Et, avec tout cela, la presse est devenue la force la plus importante des États occidentaux, elle dépasse en puissance les pouvoirs exécutif, législatif et judiciaire. Pourtant, voyons: en vertu de quelle loi a-t-elle été élue et à qui rend-elle compte de son activité ? Si, dans l’Est communiste, un journaliste est ouvertement nommé comme tout fonctionnaire — quels sont les électeurs de qui les journalistes occidentaux tiennent leur position prépondérante ? pour combien de temps l’occupent-ils et de quels pouvoirs sont-ils investis ?

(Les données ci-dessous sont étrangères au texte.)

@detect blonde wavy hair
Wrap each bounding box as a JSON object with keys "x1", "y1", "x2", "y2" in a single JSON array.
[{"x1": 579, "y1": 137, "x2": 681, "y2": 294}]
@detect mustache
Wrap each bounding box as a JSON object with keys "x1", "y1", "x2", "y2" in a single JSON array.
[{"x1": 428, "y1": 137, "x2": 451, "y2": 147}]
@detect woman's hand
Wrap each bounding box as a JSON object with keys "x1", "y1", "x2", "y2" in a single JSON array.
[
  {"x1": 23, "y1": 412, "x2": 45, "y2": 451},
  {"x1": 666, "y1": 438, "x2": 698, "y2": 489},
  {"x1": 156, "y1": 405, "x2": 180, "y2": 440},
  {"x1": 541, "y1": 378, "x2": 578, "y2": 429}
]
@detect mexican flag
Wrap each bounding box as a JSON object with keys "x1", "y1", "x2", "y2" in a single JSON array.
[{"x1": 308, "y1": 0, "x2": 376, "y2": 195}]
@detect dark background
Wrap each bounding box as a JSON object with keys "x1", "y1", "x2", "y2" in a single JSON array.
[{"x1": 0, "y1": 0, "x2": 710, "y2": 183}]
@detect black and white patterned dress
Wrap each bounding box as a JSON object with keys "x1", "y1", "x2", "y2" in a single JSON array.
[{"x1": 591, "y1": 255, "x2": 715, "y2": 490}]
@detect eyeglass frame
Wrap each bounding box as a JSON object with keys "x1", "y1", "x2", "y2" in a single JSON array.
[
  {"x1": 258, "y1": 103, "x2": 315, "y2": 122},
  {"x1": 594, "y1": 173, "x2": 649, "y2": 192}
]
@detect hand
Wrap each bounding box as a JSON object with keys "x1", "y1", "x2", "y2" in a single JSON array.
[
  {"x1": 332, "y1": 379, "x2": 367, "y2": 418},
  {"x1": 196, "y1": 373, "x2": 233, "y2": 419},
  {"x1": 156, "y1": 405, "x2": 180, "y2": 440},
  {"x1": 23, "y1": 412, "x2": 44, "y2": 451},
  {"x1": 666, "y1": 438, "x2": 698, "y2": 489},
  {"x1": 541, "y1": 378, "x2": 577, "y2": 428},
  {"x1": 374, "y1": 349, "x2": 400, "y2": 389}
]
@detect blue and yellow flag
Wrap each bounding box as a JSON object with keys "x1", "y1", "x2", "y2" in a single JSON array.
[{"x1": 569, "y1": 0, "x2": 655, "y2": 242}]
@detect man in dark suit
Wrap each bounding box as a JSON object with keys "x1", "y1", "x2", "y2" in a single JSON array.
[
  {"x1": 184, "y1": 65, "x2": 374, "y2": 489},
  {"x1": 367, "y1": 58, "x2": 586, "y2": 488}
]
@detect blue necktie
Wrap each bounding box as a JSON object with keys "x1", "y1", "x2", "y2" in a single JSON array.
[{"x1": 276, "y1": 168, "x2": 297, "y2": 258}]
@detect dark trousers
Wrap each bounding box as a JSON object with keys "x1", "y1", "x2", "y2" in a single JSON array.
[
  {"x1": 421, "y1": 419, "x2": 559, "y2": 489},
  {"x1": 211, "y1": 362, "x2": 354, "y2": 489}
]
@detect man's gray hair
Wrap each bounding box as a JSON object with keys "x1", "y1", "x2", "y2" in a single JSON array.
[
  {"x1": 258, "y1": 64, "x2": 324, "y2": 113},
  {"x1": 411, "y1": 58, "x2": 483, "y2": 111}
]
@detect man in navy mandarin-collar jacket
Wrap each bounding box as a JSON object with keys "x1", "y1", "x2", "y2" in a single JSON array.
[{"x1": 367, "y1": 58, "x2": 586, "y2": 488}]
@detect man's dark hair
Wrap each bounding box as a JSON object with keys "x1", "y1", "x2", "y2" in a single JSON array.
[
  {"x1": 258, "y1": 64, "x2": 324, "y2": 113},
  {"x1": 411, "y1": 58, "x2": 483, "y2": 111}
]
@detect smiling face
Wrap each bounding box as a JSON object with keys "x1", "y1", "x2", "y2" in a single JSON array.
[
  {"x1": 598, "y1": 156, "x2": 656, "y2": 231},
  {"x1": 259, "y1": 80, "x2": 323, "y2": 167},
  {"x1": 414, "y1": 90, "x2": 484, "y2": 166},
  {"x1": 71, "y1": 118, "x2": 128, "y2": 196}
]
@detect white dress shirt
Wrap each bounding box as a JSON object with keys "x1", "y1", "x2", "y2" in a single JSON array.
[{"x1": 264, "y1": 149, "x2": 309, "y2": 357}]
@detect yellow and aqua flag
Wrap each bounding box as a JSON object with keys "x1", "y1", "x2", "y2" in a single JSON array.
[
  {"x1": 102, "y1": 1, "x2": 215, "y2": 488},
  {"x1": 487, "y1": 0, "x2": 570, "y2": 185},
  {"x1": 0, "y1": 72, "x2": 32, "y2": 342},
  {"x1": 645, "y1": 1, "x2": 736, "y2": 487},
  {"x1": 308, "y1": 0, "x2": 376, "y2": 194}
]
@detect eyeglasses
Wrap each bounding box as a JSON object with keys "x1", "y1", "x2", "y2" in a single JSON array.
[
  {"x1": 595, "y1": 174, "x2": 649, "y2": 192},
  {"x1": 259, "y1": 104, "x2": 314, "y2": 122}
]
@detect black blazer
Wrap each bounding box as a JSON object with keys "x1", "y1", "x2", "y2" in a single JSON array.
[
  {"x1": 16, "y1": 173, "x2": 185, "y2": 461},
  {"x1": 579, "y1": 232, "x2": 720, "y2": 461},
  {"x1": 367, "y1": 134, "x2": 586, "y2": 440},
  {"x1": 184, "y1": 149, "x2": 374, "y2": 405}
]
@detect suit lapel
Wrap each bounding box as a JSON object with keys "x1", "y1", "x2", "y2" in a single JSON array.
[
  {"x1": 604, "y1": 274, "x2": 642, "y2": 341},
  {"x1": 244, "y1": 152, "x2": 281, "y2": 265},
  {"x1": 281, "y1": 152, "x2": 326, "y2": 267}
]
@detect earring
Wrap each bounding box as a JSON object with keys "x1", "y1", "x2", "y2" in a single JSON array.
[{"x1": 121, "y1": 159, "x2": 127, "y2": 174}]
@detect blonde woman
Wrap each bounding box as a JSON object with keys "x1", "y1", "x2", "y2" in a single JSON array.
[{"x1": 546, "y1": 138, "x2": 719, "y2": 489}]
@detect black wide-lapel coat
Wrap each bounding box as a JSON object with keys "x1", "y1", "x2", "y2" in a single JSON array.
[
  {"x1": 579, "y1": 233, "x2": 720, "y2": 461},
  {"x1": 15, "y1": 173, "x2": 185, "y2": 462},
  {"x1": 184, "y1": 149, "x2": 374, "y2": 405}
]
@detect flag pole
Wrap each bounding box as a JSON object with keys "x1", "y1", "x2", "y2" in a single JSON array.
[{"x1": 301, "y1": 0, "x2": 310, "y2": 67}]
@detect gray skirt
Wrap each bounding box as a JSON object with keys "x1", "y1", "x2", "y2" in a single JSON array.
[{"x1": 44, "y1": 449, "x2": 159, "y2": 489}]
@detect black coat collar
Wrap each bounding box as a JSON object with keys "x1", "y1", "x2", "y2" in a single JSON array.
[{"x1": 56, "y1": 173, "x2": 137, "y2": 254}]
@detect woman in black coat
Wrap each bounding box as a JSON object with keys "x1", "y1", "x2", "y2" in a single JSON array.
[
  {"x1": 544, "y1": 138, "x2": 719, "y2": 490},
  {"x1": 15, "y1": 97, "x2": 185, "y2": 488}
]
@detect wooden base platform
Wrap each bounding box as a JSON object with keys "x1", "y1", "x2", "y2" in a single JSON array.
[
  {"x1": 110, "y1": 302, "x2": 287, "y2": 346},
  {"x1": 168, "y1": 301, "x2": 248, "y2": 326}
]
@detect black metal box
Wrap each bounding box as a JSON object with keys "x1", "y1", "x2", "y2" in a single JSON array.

Enfin, encore un trait inattendu pour un homme venu de l’Est totalitaire, où la presse est strictement unifiée : si on prend la presse occidentale dans son ensemble, on y observe également des sympathies dirigées en gros du même côté (celui où souffle le vent du siècle), des jugements maintenus dans certaines limites acceptées par tous, peut-être aussi des intérêts corporatifs communs — et tout cela a pour résultat non pas la concurrence, mais une certaine unification. La liberté sans frein, c’est pour la presse elle-même, ce n’est pas pour les lecteurs: une opinion ne sera présentée avec un peu de relief et de résonance que si elle n’est pas trop en contradiction avec les idées propres du journal et avec cette tendance générale de la presse. /A. S.